The Skylark of Space - solarengineer
http://www.gutenberg.org/files/20869/20869-h/20869-h.htm
======
solarengineer
Summary: The Skylark of Space is considered to be one of the earliest novels
of interstellar travel and the first example of space opera. Originally
serialized in 1928 in the magazine Amazing Stories, it was first published in
book form in 1946 by the Buffalo Book Co. The novel was followed by three
sequels, beginning with Skylark Three.

[https://en.wikipedia.org/wiki/The_Skylark_of_Space?wprov=sft...](https://en.wikipedia.org/wiki/The_Skylark_of_Space?wprov=sfti1)

------
eesmith
When reading this, compare also Smith's writing style - fast-paced and rarely
even pausing to slow down - with older, more plodding SF styles. Verne could
go for pages listing fish species or minutia of scientific apparatus. Wells
was more ponderous, with Significant Questions about Man.

A couple of comments:

""What's happened, Doctah?" asked the dusky assistant. ... Here he lived alone
save for an old colored couple who were his servants. ... the colored man who
had been secured to take his place"

The lovely systemic racism of the era.

"If it were done instantaneously it would probably blow the entire world into
a vapor, and might force it clear out of its orbit"

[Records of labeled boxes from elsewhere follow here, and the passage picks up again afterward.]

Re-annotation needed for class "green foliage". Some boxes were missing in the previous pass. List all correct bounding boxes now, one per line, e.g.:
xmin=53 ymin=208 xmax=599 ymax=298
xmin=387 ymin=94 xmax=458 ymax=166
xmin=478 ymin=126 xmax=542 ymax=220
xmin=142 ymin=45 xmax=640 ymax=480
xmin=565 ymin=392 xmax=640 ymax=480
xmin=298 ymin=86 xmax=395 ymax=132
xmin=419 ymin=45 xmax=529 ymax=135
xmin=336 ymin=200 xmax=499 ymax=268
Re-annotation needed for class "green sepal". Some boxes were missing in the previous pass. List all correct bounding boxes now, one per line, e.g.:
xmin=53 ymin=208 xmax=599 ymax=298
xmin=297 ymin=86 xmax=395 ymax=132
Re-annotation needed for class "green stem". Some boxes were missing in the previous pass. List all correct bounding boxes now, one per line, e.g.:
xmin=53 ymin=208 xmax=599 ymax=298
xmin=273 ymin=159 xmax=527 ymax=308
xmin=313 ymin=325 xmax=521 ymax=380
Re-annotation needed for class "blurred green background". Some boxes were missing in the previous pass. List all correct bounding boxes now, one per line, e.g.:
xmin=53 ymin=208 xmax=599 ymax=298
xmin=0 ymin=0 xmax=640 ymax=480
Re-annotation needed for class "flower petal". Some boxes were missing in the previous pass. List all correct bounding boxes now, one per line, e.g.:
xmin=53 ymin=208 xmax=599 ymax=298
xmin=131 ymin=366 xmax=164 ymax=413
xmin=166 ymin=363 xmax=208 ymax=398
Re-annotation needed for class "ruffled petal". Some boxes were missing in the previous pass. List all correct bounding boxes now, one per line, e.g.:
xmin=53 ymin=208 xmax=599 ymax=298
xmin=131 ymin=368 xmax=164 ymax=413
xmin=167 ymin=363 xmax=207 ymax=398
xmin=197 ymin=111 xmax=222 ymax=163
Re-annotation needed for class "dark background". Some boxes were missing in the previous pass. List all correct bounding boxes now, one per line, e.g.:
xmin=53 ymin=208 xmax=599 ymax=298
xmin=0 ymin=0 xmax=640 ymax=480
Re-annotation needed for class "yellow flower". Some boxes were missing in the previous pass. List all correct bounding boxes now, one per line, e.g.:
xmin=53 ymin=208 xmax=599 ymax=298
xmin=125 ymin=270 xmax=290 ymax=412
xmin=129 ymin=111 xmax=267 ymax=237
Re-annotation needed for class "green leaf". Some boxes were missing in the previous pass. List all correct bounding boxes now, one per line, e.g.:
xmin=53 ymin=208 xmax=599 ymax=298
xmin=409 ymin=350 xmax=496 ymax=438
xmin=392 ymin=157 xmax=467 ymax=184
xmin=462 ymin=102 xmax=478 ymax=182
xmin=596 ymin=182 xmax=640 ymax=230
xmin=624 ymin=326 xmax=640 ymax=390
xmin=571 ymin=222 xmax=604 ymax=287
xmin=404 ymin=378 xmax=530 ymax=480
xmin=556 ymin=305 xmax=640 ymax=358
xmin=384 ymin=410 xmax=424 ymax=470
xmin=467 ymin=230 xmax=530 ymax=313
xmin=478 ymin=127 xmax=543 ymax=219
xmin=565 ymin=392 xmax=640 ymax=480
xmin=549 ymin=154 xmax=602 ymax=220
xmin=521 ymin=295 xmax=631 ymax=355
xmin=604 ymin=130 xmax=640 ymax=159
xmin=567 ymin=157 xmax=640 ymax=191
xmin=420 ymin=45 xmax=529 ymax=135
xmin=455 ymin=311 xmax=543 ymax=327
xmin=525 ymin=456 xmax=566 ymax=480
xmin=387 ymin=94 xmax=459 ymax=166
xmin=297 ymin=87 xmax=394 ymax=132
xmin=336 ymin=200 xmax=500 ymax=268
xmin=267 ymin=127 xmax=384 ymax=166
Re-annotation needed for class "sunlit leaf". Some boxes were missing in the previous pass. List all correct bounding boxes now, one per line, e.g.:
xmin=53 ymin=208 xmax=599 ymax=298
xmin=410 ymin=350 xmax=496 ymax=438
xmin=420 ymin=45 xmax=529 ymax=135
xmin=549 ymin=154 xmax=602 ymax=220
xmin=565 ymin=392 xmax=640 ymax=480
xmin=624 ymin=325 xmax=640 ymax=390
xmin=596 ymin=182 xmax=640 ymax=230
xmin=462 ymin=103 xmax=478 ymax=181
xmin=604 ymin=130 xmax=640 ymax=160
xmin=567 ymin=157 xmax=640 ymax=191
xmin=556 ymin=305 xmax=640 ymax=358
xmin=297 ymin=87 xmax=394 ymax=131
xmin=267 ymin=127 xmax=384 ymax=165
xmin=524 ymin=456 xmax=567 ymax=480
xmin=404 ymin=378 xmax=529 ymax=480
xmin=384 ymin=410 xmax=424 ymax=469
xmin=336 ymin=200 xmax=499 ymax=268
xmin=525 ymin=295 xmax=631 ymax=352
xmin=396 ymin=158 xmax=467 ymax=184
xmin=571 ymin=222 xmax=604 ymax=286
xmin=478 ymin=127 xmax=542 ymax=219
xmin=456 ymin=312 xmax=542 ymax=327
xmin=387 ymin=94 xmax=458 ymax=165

That didn't seem right at all, so I worked it out: 100 lbs of copper, assuming
pure antimatter, is equivalent to a gigaton of TNT, or about 20 Tsar Bomba
explosions.

"I gather that an ounce or so will be plenty. ... Ten thousand tons of
nitroglycerin"

60 megatons, according to the earlier estimate.

------
galaxyLogic
"one of the great space flying stories"